SUE MOTIVATES
DEPRESSION
The word depressed is a common everyday word. People might say "I'm depressed" when in fact they mean "I'm fed up because I've had a row, or failed an exam, or lost my job", etc. These ups and downs of life are common and normal. Most people recover quite quickly. With true depression, you have a low mood and other symptoms each day for at least two weeks. Symptoms can also become severe enough to interfere with normal day-to-day activities.
Many people know when they are depressed. However, some people do not realise when they are depressed. They may know that they are not
right and are not functioning well, but don't know why.
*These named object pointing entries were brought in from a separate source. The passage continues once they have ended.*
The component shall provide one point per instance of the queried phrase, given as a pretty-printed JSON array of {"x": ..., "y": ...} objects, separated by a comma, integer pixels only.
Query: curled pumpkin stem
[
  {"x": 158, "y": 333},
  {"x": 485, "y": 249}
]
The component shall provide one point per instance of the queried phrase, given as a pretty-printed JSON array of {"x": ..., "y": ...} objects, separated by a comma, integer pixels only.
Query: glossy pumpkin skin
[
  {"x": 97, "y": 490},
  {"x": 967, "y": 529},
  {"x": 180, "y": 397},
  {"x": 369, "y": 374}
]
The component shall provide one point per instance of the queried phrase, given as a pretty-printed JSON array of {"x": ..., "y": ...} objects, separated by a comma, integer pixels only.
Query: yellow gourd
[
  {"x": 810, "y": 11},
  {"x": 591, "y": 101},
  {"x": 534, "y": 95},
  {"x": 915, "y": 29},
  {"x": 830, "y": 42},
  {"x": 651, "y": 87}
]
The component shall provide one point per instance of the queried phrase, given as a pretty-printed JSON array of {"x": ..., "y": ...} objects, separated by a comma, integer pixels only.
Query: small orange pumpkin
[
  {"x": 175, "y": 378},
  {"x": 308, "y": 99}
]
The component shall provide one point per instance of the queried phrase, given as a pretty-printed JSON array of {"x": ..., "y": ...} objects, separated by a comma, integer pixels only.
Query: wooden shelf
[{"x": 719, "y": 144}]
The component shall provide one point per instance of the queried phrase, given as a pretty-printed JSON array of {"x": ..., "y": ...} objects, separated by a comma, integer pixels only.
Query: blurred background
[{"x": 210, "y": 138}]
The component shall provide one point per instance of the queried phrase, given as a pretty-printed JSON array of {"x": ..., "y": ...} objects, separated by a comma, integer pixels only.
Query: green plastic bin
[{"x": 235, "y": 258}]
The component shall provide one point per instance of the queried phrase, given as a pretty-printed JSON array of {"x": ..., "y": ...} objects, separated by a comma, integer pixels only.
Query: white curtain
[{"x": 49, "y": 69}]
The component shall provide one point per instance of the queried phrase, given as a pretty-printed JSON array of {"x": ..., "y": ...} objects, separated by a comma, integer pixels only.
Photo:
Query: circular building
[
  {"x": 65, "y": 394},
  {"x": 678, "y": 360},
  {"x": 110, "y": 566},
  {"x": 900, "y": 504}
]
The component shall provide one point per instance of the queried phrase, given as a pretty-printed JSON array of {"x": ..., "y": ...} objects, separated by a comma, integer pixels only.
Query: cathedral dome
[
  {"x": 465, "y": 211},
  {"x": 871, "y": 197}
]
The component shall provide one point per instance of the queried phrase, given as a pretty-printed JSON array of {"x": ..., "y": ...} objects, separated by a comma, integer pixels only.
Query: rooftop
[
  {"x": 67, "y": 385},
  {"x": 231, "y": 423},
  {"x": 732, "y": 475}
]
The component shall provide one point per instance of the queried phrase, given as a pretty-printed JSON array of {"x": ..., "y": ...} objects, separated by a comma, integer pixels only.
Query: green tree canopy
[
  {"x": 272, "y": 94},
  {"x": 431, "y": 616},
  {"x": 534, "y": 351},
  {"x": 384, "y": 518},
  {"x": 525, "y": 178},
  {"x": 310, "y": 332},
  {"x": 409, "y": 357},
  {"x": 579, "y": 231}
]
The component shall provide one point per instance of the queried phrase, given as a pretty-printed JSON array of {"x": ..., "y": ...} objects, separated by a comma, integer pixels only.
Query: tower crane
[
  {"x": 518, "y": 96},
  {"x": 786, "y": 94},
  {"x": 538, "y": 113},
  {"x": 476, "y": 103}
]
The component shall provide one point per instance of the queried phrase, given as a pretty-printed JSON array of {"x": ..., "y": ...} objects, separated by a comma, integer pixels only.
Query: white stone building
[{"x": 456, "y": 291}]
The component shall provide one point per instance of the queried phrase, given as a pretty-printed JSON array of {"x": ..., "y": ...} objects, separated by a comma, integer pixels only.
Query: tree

Some people think that they have a physical illness - for example, if they lose weight.
There is a set of symptoms that are associated with depression and help to clarify the diagnosis.
SYMPTOMS
---Persistent sadness or low mood.
---Disturbed sleep compared with your usual pattern.
---Change in appetite.
---Fatigue (tiredness) or loss of energy.
---Agitation or slowing of movements.
---Poor concentration or indecisiveness.
---Feelings of worthlessness, or excessive or inappropriate guilt.
---Recurrent thoughts of death. This is not usually a fear of death, more a preoccupation with death and dying. For some people despairing thoughts such as "life's not worth living" or "I don't care if I don't wake up" are common. Sometimes these thoughts progress into thoughts and even plans for suicide. This bring me to SUICIDE.
The one question everyone has asked without exception, that they ache to have answered more than any other, is simply, WHY?
Why did their friend, child, parent, spouse, or sibling or that celebrity take their own life? Even when a note explaining the reasons is found, lingering questions usually remain: yes, they felt enough despair to want to die, but why did they feel that? A person’s suicide often takes the people it leaves behind by surprise. People who’ve survived suicide attempts have reported wanting not so much to die as to stop living, If some in-between state existed, some other alternative to death, I suspect many suicidal people would take it.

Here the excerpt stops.